Piano – I made use of my very own sampled piano library played back through Dimension during the recording process, so I didn’t need to keep turning on my P200 and adjusting the levels every time I wanted to work on the song. I found the SONAR’s nudge feature to be invaluable for cleaning up the timing of the piano without making it sound quantised. Before mixdown, I sent the MIDI back to the P200 and recorded the output, with the reverb from the piano on. I needed to cut some low frequencies as well to help it cut through the mix.

Drums – This was my most ambitious drum setup to date.
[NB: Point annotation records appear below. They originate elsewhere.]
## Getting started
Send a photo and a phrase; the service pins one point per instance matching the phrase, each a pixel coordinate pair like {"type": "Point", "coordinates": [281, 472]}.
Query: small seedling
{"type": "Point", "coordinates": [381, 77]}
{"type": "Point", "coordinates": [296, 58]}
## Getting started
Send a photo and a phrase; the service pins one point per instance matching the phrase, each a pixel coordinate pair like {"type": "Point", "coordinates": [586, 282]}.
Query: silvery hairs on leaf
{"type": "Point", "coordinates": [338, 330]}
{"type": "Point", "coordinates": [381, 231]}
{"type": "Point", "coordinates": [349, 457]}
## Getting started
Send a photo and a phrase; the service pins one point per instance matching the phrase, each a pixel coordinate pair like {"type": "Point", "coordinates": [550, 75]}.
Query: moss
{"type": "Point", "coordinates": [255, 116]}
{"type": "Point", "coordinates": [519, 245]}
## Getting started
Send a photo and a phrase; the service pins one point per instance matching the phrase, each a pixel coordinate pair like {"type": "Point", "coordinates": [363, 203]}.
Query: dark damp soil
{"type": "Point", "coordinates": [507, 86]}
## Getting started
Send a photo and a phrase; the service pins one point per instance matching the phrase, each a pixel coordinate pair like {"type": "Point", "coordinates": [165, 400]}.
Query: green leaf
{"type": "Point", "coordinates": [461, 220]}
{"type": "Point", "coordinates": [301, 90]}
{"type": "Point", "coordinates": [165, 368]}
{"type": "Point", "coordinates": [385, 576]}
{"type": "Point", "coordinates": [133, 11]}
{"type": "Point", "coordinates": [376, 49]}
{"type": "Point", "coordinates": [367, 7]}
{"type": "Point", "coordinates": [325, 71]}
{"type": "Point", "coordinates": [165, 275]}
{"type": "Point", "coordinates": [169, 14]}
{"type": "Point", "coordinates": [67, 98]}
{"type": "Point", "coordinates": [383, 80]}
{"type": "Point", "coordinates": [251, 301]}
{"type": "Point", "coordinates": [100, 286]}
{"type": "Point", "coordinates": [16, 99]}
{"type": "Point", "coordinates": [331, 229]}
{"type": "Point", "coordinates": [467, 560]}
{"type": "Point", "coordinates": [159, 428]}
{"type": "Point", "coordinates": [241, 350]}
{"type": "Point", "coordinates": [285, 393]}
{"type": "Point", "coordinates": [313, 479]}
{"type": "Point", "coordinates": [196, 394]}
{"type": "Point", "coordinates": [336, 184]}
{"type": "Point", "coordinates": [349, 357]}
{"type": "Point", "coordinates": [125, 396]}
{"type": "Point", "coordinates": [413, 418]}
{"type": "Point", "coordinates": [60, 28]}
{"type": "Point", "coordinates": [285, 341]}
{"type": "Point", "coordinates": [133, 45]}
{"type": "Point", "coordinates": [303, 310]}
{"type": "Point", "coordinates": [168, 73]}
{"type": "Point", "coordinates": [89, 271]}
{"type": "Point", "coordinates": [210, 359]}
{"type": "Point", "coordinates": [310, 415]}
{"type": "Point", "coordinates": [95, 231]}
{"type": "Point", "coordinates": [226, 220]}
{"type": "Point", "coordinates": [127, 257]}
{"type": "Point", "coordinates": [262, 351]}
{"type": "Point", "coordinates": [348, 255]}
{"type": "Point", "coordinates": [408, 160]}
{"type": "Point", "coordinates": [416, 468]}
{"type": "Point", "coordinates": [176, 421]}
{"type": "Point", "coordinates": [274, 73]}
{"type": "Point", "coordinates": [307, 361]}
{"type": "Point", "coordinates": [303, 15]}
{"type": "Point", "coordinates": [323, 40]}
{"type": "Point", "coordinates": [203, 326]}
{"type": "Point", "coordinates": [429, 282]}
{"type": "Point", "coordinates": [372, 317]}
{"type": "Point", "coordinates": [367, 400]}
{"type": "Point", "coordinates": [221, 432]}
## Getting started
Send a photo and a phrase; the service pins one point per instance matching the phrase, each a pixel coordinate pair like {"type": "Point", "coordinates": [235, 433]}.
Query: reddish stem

I used six instances of Dimension each loaded with the nskit_7 free samples, and used a drum map to send kick, snare, toms, hats, ride and crashes to their own instance, to be compressed and EQed separately. I used another instance of Kjaerhus Classic Reverb for the drums. The drum patterns themselves were programmed based on some ideas I played on my acoustic kit. I’ve now sold that kit and replaced it with an electronic one which I can record MIDI from, so hopefully future drum tracks will benefit from some increased realism.

Electric Guitar – I used my Behringer V-Amp 2 for providing amp simulations for all the guitar parts. I did also make some unprocessed recordings, but found that my software amp sims were quite processor intensive and didn’t produce as good results. I spent so long trying out different ideas for the guitar solo that I ended up with a blister on one of my fingers, and so I never got a chance to attempt to improve on the recorded take of my final idea.

Bass – Bass was just my Yamaha RBX-270 DIed with some compression. I think it cuts through the mix quite nicely.

Synth – I used an arpegiatted patch from Hypersonic in the outro.

Mastering – I used Voxengo’s excellent free Span plugin to help me with my EQing the various tracks. For final mastering I used the Sonitus Multi-Band compressor for the first time which I have to say I am very impressed with.